Ao reflectir sobre a história dos pratos de Guerra na cerâmica de Alcobaça, rapidamente se estabelece um claro paralelismo com a actualidade, reforçando a sua pertinência artística e cultural.

O estado de guerra, tal e qual como nos anos 40, embora geograficamente distante, é vivido e sentido quase como um pesadelo em abstracto. Porém, os sinais práticos –sobretudo dado o impacto económico - não espelham a enormidade da catástrofe que é viver sob guerra. É a capacidade humana da empatia que nos permite um vislumbre do sofrimento alheio e que quase nos culpabiliza por estarmos seguros em casa e por sabermos seguros os nossos.
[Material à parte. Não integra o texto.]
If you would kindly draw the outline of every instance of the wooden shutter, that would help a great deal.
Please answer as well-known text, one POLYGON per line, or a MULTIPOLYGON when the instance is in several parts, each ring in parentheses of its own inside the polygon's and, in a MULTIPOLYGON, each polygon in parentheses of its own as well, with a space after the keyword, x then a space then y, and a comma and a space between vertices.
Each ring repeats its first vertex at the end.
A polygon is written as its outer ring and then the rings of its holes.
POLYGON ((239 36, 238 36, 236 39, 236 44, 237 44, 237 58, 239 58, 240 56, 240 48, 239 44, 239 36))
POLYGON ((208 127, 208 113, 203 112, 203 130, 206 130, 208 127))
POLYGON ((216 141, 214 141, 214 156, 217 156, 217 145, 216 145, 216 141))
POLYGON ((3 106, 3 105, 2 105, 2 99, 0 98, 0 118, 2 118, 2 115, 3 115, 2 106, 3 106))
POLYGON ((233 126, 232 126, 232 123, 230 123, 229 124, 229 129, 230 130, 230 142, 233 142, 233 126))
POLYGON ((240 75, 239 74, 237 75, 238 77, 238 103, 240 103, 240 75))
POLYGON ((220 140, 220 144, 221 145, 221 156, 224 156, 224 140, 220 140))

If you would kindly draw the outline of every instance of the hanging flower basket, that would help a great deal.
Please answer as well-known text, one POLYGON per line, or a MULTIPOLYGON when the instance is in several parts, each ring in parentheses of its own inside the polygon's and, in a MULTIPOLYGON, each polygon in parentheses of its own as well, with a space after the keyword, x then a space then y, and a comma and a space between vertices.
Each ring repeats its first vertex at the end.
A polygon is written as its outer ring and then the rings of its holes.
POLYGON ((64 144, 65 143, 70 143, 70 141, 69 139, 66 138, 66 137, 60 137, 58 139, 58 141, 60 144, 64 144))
Durante períodos de guerra – ou em qualquer estado limite de desespero – a religião ressurge como um pilar de suporte emocional e espiritual. Os ícones religiosos, como a Virgem Maria, assumem um papel central nas práticas devocionais, oferecendo consolo e esperança no meio do caos. Neste primeiro prato, A Virgem Maria é assim escolhida pela simbologia que traz, deixando a mensagem aparentemente apaziguadora de que “Tudo Passa”. A fonte do lettering – fruto do logotipo das bonecas Barbie dos anos 90 – reforça o carácter jocoso desta inocente mensagem, pois sabemos que nem #tudovaificarbem.

Para além deste apelo místico, há a magia da dissociação e da fuga (talvez uma das funções da Arte?). Fuga para paisagens idílicas, lugares de paz e serenidade. Campos floridos e cenas bucólicas inspiradas em paisagens alpinas (igualmente longínquas), harmoniosas, que criam uma visão idealizada do mundo, familiar e segura. Tão familiar, que frequentemente são motivos da loiça decorativa de Alcobaça, rodeados de floreados e arabescos coloridos. Porém, no segundo prato, esta paisagem perde a cor, sendo alvo de um bombardeamento. O fogo destruidor, esse, é o único elemento com cor. Mais uma vez, sendo um prato de guerra, este traz uma mensagem claramente irónica: “La Dolce Vita”, a de quem apenas observa placidamente e não vive este horror.

O terceiro prato recupera, a azul cobalto, a imagem do momento paradigmático em que a inteligência humana foi utilizada em prol da sua potencial autodestruição, a bomba atómica. O “esponjado” típico da pintura de céus é utilizado aqui para modelar este cumulus devastador. Após este instante limite, já só resta gritar impacientemente “Bitch, Peace”, pois a trégua já tarda.

Com esta tríade de pratos de guerra foi possível casar a estética e a técnica presentes na loiça tradicional de Alcobaça com o contexto perturbador actual, outrora também vivenciado pelos operários das fábricas e oficinas da região aquando da segunda guerra mundial. Tal aconteceu graças à generosa partilha de conhecimento por parte do Sr. João Xavier, da Jomaze, Ltd.